Generates up to ten completions server-side, but returns only the best. The “best” completion is always the most likely one as judged by the model. Let’s say we generate two completions for the prompt “An apple a day”. We get: 1) “keeps the doctor away.” and 2) “is healthy.”. Technically speaking, both completions are valid. However, the first one is way more likely, as is evident when cumulatively multiplying the likelihood of each token. To visualize this, tick Show Probabilities. Because of this, the Best of parameter should only be touched when sampling is used (i.e. when temperature, top K and/or top P are applied). Note that a Best of larger than one multiplies the costs of your request by the chosen value.

Presence Penalty

When applying a positive presence penalty, the model is discouraged from repeating tokens that are already present in the text, independent of how often they are present in the text. Each time a new token is generated, a penalty is applied to all tokens that already occur once or more, thus lowering their chance of being generated. A negative value can be chosen to encourage repetition. For modestly incentivising the model, low penalty values (between 0 and 1) will be sufficient.

Frequency Penalty

Similar to the presence penalty, the frequency penalty reduces the chance of sampling tokens already present in the text. Unlike the presence penalty, the frequency penalty increases with each recurring appearance of the repeating token. Thus, tokens are penalized more heavily the more often they occur.

Penalty includes prompt

If this option is enabled, tokens that appear in both the prompt and the completion are taken into account when penalizing the the next token. Tick this option to prevent the model from repeating tokens from the prompt.

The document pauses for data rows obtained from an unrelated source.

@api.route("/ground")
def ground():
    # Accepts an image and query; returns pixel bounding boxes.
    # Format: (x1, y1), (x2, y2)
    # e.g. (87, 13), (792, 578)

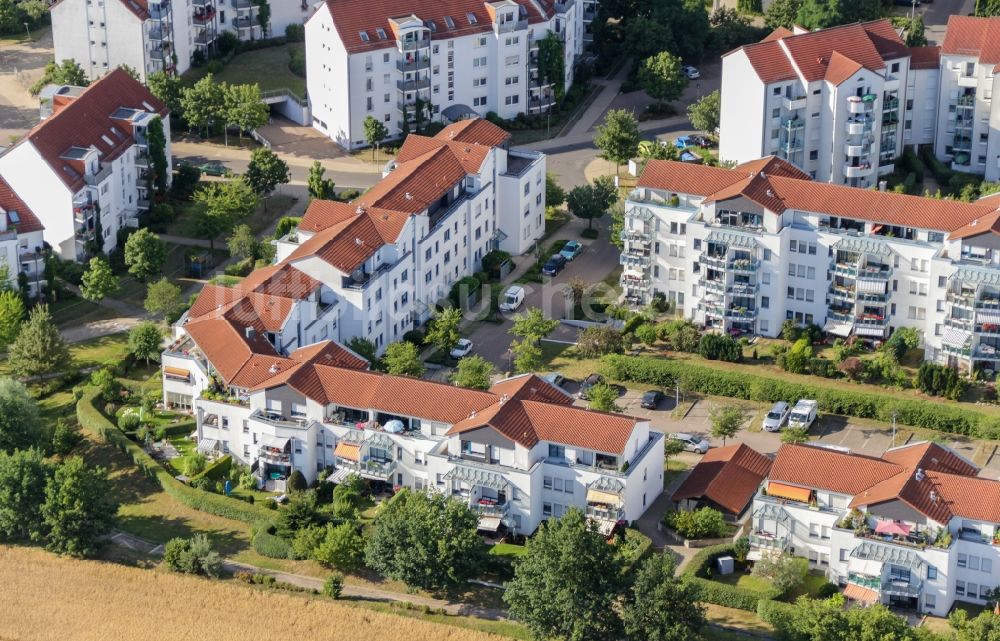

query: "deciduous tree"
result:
(592, 109), (639, 175)
(365, 488), (483, 589)
(7, 305), (70, 378)
(451, 354), (495, 390)
(503, 507), (622, 641)
(80, 256), (119, 302)
(622, 552), (705, 641)
(640, 51), (687, 107)
(128, 321), (163, 365)
(41, 456), (118, 556)
(125, 228), (167, 283)
(143, 276), (184, 323)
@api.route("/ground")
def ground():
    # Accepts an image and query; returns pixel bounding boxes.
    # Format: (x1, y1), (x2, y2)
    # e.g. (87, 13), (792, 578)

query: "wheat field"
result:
(0, 546), (502, 641)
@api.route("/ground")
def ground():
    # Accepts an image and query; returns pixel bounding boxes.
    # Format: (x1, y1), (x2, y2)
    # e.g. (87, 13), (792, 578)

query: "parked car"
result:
(788, 399), (819, 429)
(670, 432), (712, 454)
(540, 372), (566, 389)
(451, 338), (473, 359)
(762, 401), (792, 432)
(577, 374), (604, 401)
(559, 240), (583, 260)
(542, 254), (566, 276)
(198, 162), (229, 176)
(639, 390), (663, 410)
(500, 285), (524, 312)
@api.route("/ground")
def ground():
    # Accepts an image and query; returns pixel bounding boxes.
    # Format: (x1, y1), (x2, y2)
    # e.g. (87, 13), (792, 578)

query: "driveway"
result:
(468, 220), (619, 372)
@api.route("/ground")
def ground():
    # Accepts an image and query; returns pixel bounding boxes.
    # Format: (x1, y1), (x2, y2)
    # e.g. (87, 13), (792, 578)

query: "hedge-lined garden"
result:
(76, 389), (274, 524)
(603, 355), (1000, 439)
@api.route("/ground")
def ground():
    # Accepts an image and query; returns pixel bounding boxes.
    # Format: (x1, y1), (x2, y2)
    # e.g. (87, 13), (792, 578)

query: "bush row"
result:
(681, 543), (780, 612)
(191, 454), (233, 483)
(604, 355), (1000, 439)
(76, 389), (272, 524)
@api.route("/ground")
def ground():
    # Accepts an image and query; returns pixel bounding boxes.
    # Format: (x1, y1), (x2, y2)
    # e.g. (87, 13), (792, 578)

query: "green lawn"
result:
(183, 43), (306, 97)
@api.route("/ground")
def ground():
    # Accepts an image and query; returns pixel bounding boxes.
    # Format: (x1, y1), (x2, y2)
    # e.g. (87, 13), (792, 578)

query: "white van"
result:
(500, 285), (524, 312)
(788, 400), (819, 429)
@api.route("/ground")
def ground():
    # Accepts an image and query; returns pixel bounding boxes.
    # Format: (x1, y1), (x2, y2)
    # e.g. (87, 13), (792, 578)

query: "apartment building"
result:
(0, 176), (46, 296)
(719, 20), (939, 187)
(934, 16), (1000, 181)
(164, 119), (545, 384)
(163, 330), (663, 533)
(306, 0), (583, 149)
(0, 70), (171, 260)
(750, 442), (1000, 616)
(621, 157), (1000, 371)
(51, 0), (311, 80)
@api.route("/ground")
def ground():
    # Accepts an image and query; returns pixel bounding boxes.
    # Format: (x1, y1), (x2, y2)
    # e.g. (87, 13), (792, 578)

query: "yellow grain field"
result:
(0, 546), (501, 641)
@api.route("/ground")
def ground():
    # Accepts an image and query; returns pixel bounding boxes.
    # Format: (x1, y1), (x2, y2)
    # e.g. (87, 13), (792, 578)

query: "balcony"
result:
(750, 532), (788, 552)
(250, 410), (309, 429)
(493, 18), (528, 33)
(396, 38), (431, 51)
(844, 163), (875, 178)
(83, 163), (111, 187)
(781, 96), (806, 111)
(396, 56), (431, 73)
(396, 78), (431, 91)
(845, 120), (872, 136)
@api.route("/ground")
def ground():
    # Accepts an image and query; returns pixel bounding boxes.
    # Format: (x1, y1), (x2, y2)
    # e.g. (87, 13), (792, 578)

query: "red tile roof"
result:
(0, 176), (45, 234)
(910, 47), (941, 69)
(767, 444), (903, 496)
(638, 160), (997, 234)
(941, 15), (1000, 65)
(670, 443), (771, 514)
(726, 20), (909, 84)
(325, 0), (551, 53)
(18, 69), (169, 192)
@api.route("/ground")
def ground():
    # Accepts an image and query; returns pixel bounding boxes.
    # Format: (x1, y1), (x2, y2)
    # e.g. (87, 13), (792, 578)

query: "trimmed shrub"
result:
(603, 354), (1000, 438)
(76, 389), (273, 524)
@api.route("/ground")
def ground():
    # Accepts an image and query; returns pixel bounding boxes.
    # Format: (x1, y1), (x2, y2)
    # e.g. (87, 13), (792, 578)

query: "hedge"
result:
(191, 454), (233, 481)
(603, 354), (1000, 439)
(681, 543), (780, 612)
(76, 389), (274, 524)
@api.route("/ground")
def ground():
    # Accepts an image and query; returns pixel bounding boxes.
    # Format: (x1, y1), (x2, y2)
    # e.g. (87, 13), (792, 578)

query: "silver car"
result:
(762, 401), (792, 432)
(670, 432), (712, 454)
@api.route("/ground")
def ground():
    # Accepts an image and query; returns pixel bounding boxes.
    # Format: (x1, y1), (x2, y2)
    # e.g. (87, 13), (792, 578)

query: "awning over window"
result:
(258, 434), (288, 452)
(587, 490), (622, 505)
(333, 441), (361, 463)
(976, 310), (1000, 325)
(844, 583), (879, 604)
(767, 481), (812, 503)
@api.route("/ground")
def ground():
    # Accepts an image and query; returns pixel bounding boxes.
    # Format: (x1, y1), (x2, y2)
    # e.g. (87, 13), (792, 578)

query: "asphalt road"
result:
(468, 221), (619, 371)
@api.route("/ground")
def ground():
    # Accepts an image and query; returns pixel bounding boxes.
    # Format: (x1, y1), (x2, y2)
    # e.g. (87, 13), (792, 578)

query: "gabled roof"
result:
(18, 69), (169, 192)
(0, 176), (45, 234)
(726, 20), (909, 85)
(670, 443), (771, 514)
(638, 159), (997, 232)
(325, 0), (552, 53)
(941, 15), (1000, 65)
(768, 444), (903, 496)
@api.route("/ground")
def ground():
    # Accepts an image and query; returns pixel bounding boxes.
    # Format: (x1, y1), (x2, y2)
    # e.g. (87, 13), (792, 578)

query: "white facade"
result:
(719, 22), (938, 187)
(750, 443), (1000, 617)
(306, 0), (583, 149)
(0, 71), (171, 260)
(621, 159), (1000, 371)
(52, 0), (312, 81)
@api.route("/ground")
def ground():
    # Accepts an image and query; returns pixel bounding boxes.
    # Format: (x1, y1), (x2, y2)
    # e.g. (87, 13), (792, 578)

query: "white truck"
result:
(788, 399), (819, 429)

Multiplicative Presence Penalty

Currently, this feature only applies to the presence penalty. However, our engineers are actively working on implementing multiplicative frequency penalties as well. If ticked, each token’s score is multiplied by the penalty before generation. For example, a presence penalty of 0.3 implies that a token’s score is multiplied by 1 - 0.3 = 0.7. If unchecked, the penalty will be subtracted from the score instead.

note

If a parameter is non-zero, it is applied during the completion. The sequence is always the following:

  1. Presence and frequency penalty
  2. Top K
  3. Top P
  4. Temperature

Show Probabilities

Display alternative tokens and their respective probabilities of being generated. This function is particularly useful if you are trying to figure out why the model acted the way it did.